I know how much these grants mean to people. We have a real opportunity to affect people’s working lives. The most important thing is to identify and choose the best possible candidates. I hope that we’ll reward the most outstanding candidates in the early stages of their careers, and thus truly foster their development.
Do you plan to continue to be an outspoken public intellectual, or to work behind the scenes?
Must it be either/or? I’d prefer to go full speed ahead in both directions. It’s important that the Guggenheim job take place behind the scenes. But I consider myself an advocate for poetry and for artistic and intellectual life in general. I see myself as a public intellectual and I think that will continue. The article in the Houston Chronicle when I got the job said: “Edward Hirsch has found a larger bully pulpit.” It’s true. I think artistic values are threatened in our culture. As citizens we need to do something about it. The American educational system has really failed us here in terms of what poetry can do in culture. It’s very important to me to make poetry better known, advocate on its behalf, and bring it to people of all ages. As head of the Guggenheim Foundation, I’ll step it up.

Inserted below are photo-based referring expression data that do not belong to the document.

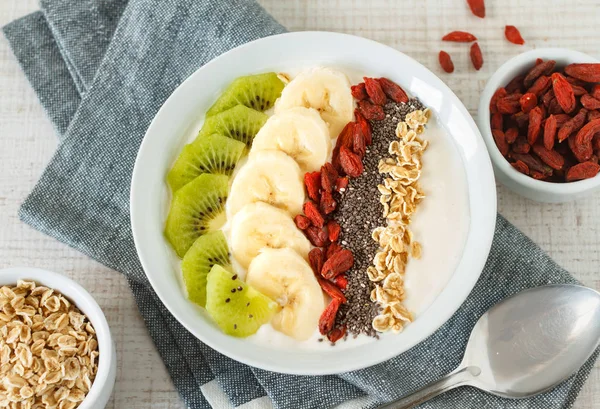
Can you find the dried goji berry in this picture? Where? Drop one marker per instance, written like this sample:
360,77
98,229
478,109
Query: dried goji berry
590,102
516,84
370,111
332,249
350,162
585,134
549,157
521,119
460,37
316,258
477,7
540,85
341,183
521,167
528,102
500,139
533,163
537,71
446,62
500,93
550,132
359,91
582,171
582,151
554,107
563,92
521,145
338,263
509,104
547,97
328,177
476,57
592,115
302,222
345,138
314,215
513,35
327,319
572,125
312,181
535,125
511,135
364,125
588,72
341,281
374,91
578,90
332,290
359,144
333,230
327,204
497,121
393,90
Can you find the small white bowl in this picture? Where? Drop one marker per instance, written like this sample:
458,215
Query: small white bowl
517,182
102,387
289,52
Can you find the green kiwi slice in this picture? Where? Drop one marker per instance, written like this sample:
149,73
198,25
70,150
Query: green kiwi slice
258,92
206,251
196,209
237,308
240,123
209,154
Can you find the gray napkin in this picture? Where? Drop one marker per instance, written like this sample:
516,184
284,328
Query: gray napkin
101,94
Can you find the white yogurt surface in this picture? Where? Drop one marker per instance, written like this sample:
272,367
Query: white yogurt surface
440,224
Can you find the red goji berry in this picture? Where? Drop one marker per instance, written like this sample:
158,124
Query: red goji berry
476,57
477,7
513,35
359,91
460,37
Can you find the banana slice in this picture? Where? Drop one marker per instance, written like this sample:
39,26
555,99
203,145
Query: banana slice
258,225
268,176
301,133
324,89
284,276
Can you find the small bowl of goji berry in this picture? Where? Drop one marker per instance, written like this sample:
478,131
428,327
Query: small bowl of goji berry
539,115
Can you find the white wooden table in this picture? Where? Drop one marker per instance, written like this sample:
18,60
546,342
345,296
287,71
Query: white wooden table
570,233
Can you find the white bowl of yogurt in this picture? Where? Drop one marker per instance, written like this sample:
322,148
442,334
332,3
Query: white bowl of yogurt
455,223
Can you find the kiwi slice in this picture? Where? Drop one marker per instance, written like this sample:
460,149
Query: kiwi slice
240,123
196,209
209,154
236,307
254,91
206,251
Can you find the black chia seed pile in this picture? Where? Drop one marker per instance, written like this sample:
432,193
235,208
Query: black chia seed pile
359,214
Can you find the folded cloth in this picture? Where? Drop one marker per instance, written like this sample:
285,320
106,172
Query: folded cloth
82,198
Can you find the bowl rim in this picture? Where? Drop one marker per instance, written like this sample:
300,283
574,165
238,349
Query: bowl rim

Will it be hard to remain impartial since you know so many people in the arts?
I’ve already crossed that bridge as a member of the selection committee. You simply have to be able to detach yourself and judge the work itself, to act disinterestedly. That’s what it means to mutate into a judge.
When foundations make grants to their friends, we consider that newsworthy.
My ambition is never to be the subject of those stories.
ABOUT EDWARD HIRSCH, INCOMING PRESIDENT OF THE JOHN SIMON GUGGENHEIM MEMORIAL FOUNDATION
Education: Earned a bachelor’s degree from Grinnell College in 1972 and a doctorate in folklore from the University of Pennsylvania in 1979.
Previous employment: Taught English at Wayne State University, in Detroit, then served as a professor of English at the University of Houston for the last 17 years.
Charitable interests: Helped start Inprint, a group that champions reading and creative writing in Houston by organizing workshops and a reading series. He is active in three national poetry groups, the Academy of American Poets, the Poetry Society of America, and Poet’s House.
Writing: Author of five books of poetry, including Wild Gratitude, which won the National Book Critics Circle award in 1987, and three nonfiction books. Contributes a regular poetry column to The Washington Post’s “Book World” section.
Besides poetry: Earned Academic All-American honors as a football player in college.